AnyTalker: Scaling Multi-Person Talking Video Generation with Interactivity Refinement
Zhizhou Zhong, Yicheng Ji, Zhe Kong, Yiying Liu, Jiarui Wang, Jiasun Feng, Lupeng Liu, Xiangyi Wang, Yanjia Li, Yuqing She, Ying Qin, Huan Li, Shuiyang Mao, Wei Liu, Wenhan Luo
2025-12-01
Summary
This paper introduces AnyTalker, a new system for creating realistic videos of multiple people talking, all driven by just an audio track.
What's the problem?
Making videos of multiple people interacting is hard because getting enough video footage of groups of people is expensive and time-consuming. Existing methods struggle to create believable interactions between multiple people and to control each person's identity accurately when generating the video from audio.
What's the solution?
AnyTalker solves this by using a special kind of AI architecture that focuses on processing information about each person's identity and the audio separately, but in a way that allows them to interact.

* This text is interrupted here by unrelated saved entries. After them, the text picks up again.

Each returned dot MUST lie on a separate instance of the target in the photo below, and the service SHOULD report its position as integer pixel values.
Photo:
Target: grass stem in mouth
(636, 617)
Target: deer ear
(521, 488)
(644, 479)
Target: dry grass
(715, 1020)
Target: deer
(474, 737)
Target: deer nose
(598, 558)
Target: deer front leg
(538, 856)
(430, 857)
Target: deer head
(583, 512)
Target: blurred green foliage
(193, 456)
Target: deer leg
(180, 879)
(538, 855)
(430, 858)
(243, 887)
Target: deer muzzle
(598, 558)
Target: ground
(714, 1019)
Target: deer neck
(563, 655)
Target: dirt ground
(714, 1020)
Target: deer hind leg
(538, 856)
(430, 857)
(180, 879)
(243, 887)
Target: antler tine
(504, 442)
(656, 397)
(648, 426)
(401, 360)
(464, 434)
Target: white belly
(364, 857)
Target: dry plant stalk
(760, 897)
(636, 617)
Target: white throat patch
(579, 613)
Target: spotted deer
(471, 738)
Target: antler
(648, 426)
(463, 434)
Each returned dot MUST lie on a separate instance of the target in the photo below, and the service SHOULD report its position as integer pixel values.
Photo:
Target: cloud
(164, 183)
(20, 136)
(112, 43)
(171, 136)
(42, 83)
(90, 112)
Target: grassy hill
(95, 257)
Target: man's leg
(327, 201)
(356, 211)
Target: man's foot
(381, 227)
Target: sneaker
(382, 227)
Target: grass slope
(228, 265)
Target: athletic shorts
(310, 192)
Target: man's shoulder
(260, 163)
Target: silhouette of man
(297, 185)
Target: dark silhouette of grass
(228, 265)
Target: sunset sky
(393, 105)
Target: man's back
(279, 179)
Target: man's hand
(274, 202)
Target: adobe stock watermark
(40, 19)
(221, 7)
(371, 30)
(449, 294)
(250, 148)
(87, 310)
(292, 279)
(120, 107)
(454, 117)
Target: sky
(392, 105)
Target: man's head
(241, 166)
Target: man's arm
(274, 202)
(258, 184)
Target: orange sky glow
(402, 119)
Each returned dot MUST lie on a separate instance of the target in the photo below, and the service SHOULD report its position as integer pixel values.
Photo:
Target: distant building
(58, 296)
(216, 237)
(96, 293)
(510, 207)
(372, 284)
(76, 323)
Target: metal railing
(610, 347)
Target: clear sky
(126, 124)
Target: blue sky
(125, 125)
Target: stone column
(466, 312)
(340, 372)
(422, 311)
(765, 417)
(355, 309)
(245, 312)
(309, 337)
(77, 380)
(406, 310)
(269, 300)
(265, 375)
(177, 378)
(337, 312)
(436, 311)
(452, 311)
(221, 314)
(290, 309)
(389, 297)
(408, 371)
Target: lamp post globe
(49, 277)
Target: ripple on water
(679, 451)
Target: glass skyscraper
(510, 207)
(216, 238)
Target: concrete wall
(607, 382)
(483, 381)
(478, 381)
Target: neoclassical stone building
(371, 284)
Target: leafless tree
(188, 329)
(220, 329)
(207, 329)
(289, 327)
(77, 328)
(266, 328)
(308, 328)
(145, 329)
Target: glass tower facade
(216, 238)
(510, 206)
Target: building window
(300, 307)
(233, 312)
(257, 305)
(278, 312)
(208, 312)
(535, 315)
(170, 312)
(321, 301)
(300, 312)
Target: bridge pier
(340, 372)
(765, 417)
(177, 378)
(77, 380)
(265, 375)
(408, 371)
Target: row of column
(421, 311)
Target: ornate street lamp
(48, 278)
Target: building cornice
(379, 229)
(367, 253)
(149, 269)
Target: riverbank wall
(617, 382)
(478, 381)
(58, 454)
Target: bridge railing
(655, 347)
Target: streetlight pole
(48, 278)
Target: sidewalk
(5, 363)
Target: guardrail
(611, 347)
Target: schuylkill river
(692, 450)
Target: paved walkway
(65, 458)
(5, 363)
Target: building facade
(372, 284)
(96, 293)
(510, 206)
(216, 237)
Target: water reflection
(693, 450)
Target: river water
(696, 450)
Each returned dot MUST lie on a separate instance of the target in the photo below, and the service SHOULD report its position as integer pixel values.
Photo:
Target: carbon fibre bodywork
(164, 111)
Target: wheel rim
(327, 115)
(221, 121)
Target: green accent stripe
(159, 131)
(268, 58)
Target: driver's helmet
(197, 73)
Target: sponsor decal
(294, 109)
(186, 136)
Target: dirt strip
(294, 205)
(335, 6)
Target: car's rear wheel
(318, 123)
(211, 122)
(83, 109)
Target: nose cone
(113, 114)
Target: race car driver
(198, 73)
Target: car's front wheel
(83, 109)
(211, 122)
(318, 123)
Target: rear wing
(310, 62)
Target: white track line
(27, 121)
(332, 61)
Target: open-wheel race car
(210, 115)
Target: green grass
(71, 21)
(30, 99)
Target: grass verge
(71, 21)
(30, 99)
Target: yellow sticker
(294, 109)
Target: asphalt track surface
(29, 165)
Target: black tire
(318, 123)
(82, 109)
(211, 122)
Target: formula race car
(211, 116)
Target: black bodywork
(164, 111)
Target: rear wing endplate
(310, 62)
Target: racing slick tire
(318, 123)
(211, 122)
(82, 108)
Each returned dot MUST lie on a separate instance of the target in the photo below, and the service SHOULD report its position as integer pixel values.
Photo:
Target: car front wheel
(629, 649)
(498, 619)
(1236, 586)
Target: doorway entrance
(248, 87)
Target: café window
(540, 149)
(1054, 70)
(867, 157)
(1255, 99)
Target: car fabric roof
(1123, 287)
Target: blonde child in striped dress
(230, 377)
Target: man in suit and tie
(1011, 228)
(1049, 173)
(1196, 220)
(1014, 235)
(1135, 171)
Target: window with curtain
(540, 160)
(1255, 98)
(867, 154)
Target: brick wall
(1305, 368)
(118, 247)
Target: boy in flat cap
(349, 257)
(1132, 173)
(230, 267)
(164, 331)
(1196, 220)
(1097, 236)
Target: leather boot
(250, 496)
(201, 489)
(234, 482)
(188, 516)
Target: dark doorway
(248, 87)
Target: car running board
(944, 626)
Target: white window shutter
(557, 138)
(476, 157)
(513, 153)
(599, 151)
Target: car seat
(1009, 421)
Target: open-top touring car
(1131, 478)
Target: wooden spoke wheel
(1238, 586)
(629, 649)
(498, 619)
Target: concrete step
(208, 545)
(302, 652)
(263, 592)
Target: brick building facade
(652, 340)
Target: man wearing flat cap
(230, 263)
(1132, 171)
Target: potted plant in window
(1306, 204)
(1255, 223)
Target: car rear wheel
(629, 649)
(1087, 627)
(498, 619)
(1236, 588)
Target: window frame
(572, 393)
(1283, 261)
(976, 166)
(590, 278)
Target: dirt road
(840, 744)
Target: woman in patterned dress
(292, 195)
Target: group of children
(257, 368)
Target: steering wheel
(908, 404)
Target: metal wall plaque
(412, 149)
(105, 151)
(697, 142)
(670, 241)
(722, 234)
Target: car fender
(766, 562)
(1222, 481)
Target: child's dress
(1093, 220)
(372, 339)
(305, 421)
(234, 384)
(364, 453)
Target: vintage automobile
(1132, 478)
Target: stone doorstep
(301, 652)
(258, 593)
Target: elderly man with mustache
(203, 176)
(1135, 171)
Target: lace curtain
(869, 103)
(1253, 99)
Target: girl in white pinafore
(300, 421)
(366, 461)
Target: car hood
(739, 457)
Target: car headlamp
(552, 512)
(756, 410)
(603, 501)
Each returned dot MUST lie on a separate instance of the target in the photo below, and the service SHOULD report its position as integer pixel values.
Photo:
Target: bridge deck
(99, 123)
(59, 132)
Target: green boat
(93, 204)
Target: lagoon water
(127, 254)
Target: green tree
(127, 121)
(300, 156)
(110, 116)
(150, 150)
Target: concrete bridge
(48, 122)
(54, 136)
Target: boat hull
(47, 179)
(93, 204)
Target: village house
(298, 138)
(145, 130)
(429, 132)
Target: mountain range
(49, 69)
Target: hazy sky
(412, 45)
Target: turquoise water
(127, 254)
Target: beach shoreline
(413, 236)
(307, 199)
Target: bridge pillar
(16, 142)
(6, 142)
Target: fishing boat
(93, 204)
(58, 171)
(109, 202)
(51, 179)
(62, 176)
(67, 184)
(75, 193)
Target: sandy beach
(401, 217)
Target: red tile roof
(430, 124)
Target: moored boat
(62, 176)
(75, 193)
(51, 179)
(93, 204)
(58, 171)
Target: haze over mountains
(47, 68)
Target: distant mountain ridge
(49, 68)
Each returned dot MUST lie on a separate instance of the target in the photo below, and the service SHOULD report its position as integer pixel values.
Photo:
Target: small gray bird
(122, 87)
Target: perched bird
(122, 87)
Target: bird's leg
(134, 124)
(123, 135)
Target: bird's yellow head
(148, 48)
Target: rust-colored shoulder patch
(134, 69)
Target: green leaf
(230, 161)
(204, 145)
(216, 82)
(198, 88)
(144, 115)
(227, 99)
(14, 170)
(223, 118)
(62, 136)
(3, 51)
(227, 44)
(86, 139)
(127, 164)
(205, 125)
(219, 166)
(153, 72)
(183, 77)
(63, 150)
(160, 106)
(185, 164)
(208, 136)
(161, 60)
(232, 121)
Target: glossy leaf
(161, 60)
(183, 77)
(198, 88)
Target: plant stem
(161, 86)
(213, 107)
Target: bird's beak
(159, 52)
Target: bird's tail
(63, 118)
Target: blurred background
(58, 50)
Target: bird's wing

It's trained mostly on videos of *single* people talking, and then fine-tuned with a small amount of real multi-person video to improve how natural the interactions look. They also created a new way to measure how good the generated videos are, focusing on both how well the lips match the audio and how naturally the people interact.
Why it matters?
This research is important because it makes it much easier and cheaper to generate realistic videos with multiple people. This could be useful for creating virtual meetings, special effects in movies, or even personalized video content, without needing to film real people in those scenarios. It strikes a good balance between needing a lot of data and being able to create videos with many different people.
Abstract
Recently, multi-person video generation has started to gain prominence. While a few preliminary works have explored audio-driven multi-person talking video generation, they often face challenges due to the high costs of diverse multi-person data collection and the difficulty of driving multiple identities with coherent interactivity. To address these challenges, we propose AnyTalker, a multi-person generation framework that features an extensible multi-stream processing architecture. Specifically, we extend Diffusion Transformer's attention block with a novel identity-aware attention mechanism that iteratively processes identity-audio pairs, allowing arbitrary scaling of drivable identities. Besides, training multi-person generative models demands massive multi-person data. Our proposed training pipeline depends solely on single-person videos to learn multi-person speaking patterns and refines interactivity with only a few real multi-person clips. Furthermore, we contribute a targeted metric and dataset designed to evaluate the naturalness and interactivity of the generated multi-person videos. Extensive experiments demonstrate that AnyTalker achieves remarkable lip synchronization, visual quality, and natural interactivity, striking a favorable balance between data costs and identity scalability.